The Nvidia RTX 3080 graphics card was released at 9AM ET, and disappointment began only seconds later. All major online stores in the US are sold out, and there have been reports of brick-and-mortar stores each having as few as 10 units for sale. The end result: eBay scalpers are now trying to cash in, and very few people who want to enjoy the graphics card seem to have actually gotten their hands on a confirmed order.
The card is being listed on eBay for many hundreds of dollars — in some cases, even thousands of dollars — over its $699 sticker price. And PC gaming fans are mad, claiming that Nvidia held a sloppy launch just a day after US retailers similarly botched early preorders for Sony’s upcoming PlayStation 5.
A list here of filtered eBay listings shows many RTX 3080 cards selling for between $1,000 and as much as $2,500. Many of these are “buy-it-now” listings, and it’s not clear if the accounts are actually in possession of a card from a physical retailer or the confirmation of an online order shipping soon, so it’s hard to tell which listings are legitimate. But it’s clear there’s an exploitative gold rush forming around the RTX 3080 just hours after it went on sale.
Nvidia did not immediately respond to a request for comment.
The chipmaker is already facing the wrath of many disgruntled prospective buyers on Twitter, with scores of users replying to its celebratory “all sold out” tweet this morning with stories of frustration and even the beginnings of conspiratorial accusations the company faked the launch and didn’t sell anything at all.
“What’s the point of the whole ‘Notify Me’ emails if they didn’t go out with a time for us to buy them or some system to purchase them that isn’t easily targeted by bots?” reads one of the most liked replies to Nvidia’s tweet. “One second it was Notify Me and then Out of Stock the next. Why wouldn’t you do more to stop scalpers?”
Many shared in the frustration of trying and failing to secure an order even after waiting for hours and doing everything as Nvidia instructed.
This afternoon, Nvidia finally responded to the situation with an acknowledgment that the early sale at 9AM ET today was plagued by bots and scalpers, with the company posting a statement to its website that was then reposted to the official RTX 3080 launch day Reddit thread on r/nvidia. An Nvidia spokesperson also shared the statement with The Verge.
Here it is in full:
This morning we saw unprecedented demand for the GeForce RTX 3080 at global retailers, including the NVIDIA online store. At 6 a.m. pacific we attempted to push the NVIDIA store live. Despite preparation, the NVIDIA store was inundated with traffic and encountered an error. We were able to resolve the issues and sales began registering normally.
To stop bots and scalpers on the NVIDIA store, we’re doing everything humanly possible, including manually reviewing orders, to get these cards in the hands of legitimate customers.
Over 50 major global retailers had inventory at 6 a.m. pacific.
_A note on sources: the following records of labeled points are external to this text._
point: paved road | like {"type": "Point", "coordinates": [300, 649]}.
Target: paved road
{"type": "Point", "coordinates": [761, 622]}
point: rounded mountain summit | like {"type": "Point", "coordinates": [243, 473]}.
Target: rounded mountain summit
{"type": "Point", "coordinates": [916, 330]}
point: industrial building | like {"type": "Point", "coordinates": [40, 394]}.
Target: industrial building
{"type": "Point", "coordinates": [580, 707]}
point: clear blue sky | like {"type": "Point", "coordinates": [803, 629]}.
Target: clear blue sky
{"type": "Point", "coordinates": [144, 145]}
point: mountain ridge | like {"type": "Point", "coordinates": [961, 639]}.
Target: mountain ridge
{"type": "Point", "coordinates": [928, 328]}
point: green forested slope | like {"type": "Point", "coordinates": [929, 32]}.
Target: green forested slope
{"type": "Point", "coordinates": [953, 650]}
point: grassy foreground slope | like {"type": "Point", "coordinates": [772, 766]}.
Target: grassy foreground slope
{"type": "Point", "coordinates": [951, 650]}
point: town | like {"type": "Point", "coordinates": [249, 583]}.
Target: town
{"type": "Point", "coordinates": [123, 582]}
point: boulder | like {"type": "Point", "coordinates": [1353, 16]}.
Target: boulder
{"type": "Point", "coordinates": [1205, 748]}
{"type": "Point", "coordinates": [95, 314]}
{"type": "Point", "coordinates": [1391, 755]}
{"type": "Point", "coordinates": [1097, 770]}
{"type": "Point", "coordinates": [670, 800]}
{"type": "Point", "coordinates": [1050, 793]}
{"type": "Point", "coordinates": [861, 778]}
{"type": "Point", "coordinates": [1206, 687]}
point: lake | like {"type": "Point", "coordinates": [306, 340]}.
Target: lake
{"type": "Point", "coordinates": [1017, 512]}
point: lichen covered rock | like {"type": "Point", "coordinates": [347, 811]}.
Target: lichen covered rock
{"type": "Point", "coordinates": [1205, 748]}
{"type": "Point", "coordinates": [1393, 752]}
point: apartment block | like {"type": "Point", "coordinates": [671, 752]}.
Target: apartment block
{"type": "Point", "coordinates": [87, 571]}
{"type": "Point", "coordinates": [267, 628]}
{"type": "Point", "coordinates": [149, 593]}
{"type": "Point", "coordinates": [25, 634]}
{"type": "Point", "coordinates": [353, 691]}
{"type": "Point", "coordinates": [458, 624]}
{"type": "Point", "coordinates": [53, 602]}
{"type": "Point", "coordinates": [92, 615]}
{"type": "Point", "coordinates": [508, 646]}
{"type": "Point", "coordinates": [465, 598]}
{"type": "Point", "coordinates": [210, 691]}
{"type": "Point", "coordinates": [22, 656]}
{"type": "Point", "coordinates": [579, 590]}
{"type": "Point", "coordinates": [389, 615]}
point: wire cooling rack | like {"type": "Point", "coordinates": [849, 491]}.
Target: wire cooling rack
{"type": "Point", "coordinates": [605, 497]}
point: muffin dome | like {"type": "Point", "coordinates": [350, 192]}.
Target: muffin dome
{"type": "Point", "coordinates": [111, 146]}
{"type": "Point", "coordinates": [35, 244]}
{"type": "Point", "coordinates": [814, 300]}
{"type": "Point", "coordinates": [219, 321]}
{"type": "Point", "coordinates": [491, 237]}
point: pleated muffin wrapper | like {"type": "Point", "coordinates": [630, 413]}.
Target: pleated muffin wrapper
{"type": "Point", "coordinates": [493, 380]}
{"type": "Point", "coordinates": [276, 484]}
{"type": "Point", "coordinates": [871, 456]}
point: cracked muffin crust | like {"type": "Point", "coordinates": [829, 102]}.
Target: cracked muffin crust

Our NVIDIA team and partners are shipping more RTX 3080 cards every day to retailers.
We apologize to our customers for this morning’s experience.
While companies like Apple, Samsung, and others in the consumer electronics business seem to have gotten a handle on product launches of even the most sought-after gadgets like new flagship smartphones, gaming companies appear far behind in helping set consumers’ expectations and giving fans clear and concise ways to secure preorders and final purchases of supply-constrained gadgets.
Microsoft is up next with preorders for the Xbox Series X and Xbox Series S next week, and the company just released the supported retailers and times, with the doors opening at 11AM ET on September 22nd. But we’ll have to see if the Windows maker and its retail partners are better prepared than the competition when it comes time to actually put those pages live and let Xbox fans follow through and snag a preorder. Let’s hope it’s nowhere near as messy.
Update September 17th, 8:46PM ET: Added that Nvidia shared its statement about the situation with The Verge.